PH HIRAK

54E MARDI DE MOBILISATION : «Seul le Hirak peut se faire représenter lui-même» 

Etudiants, professeurs, retraités, personnes aux besoins spécifiques… plusieurs manifestants ont défilé, hier, dans différentes villes du pays pour le 54e acte du Hirak des étudiants.
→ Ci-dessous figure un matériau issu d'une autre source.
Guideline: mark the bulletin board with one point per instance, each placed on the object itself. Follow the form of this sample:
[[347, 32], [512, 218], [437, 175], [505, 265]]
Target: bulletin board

Après les multiples annonces du président de la République sur le prochain amendement de la Constitution et la naissance d’une organisation prétendant être « la voix du Hirak », les manifestants étaient mobilisés contre le système en place et appelaient à un « changement réel et radical », tout en insistant sur le caractère horizontal de leur mouvement. À Alger-centre, la procession humaine a démarré de la Place des Martyrs, vers 11h, pour arriver à la Place Audin. Un important dispositif policier a été déployé le long de l’itinéraire de la marche. « Salimou Solta Li Cha3b ! » (Resituez le pouvoir au peuple), « 9lna L3issaba Trouh ! Ya H’na Ya Ntouma ! » (Que la bande parte ! Soit c’est nous, soit c’est vous !), « Wellah Marana Habssine ! », (Nous n’arrêterons pas ! », ont entonné les manifestants. Brandissant des portraits des détenus d’opinion et du militant politique Karim Tabbou, les manifestants ont appelé à la libération des détenus du hirak. Le phénomène du coronavirus a été également abordé par les manifestants, toujours avec un sens de l’humour : « 9ololhoum Jibou Corona W Zidou Ta3oune, Nkamlou Fiha Ikun Wach Ikun ! », « Le système c’est lui le corona ! », ont répété à haute voix les marcheurs. Sur les pancartes brandies par les manifestants on pouvait lire plusieurs signes à cet attachement à la poursuite de la mobilisation : « Chaque réussite commence par un rêve. Ne perdons jamais espoir. L’espoir est la volonté de lutter contre les obstacles, même s’ils semblent insurmontables », « Nous devons vivre avec le courage de lutter et non avec la peur de ne pas y arriver. La lutte est notre vraie destinée, n’acceptons jamais la défaite, nous sommes à un pas de la réussite. Seule la victoire est belle ». Réagissant à la note du ministère de l’Enseignement supérieur qui a fixé la date des vacances universitaires à partir du 15 mars, en guise de mesure contre le coronavirus, les manifestants ont dénoncé des tentatives de diversion : « Attention à la diversion ou à la division, ce temps est révolu, le Hirak est en bonne voie ».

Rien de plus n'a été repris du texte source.